Here’s some of the most recent stuff I’ve been working on. Feel free to reach out if you’d like to talk about any of this!
I am heavily invested in pushing for evidence-based decisions in policy-making and having conversations with the general public about why science matters.
Through the Science Policy Group at Berkeley, I helped start and currently lead STEMVotes, an effort to improve voter turnout by students in science, technology, engineering, and math (STEM). Through our social media campaign (#stemvotes), we have provided advocacy resources for fellow students and reminded them of upcoming voter deadlines. In 2018, we hosted a voter information night with almost a hundred attendees and crashed (many) departmental happy hours to register students to vote. In the future, we hope to start a competition between campuses for getting the greatest number of voters!
As a team leader within Bay Area Scientists in Schools, I designed and taught hands-on lessons on the water cycle to dozens of elementary school students. In the past, I’ve shared my own research and fieldwork anecdotes at events such as the California Academy of Sciences NightLife and Grounds for Science! I’ve also mentored fellow students in STEM both informally and formally through programs such as the Bay Area Graduate Pathways to STEM.
As a counselor at the Crisis Support Services of Alameda County, I listen to and empathize with callers in distress, assess them for risk of suicide, collaborate with callers to de-escalate high-risk situations, and bridge connections to long-term care. I was drawn to this work because of a personal interest in promoting mental wellness, preventing suicide, and de-stigmatizing mental illness. This work opened my eyes to the extremes of suffering and compassion and has been both immensely challenging and rewarding. It’s helped me develop my active listening skills and mindfulness, which are two abilities I depend on every day.

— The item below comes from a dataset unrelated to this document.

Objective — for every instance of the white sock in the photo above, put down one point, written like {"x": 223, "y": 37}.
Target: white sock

Effective altruism is a social and philosophical movement that asks how we can use our talent, time, and money to most benefit others. This mindset of thinking critically about what it means to “do good” has inspired me donate a portion of my income to highly impactful charities each year. It’s simply one of the most efficient ways for me to have a net positive impact with the resources I have. In fact, one of my proudest accomplishments is running a marathon to raise $3,600 for the Against Malaria Foundation, a nonprofit that distributes insecticide-treated bed nets to people in need. I try to be transparent about my charitable contributions to encourage others to donate as well. Previously, I was a member of the Effective Altruists of Berkeley, which educated students on promising giving opportunities and hosted lectures by ethicists and nonprofit leaders.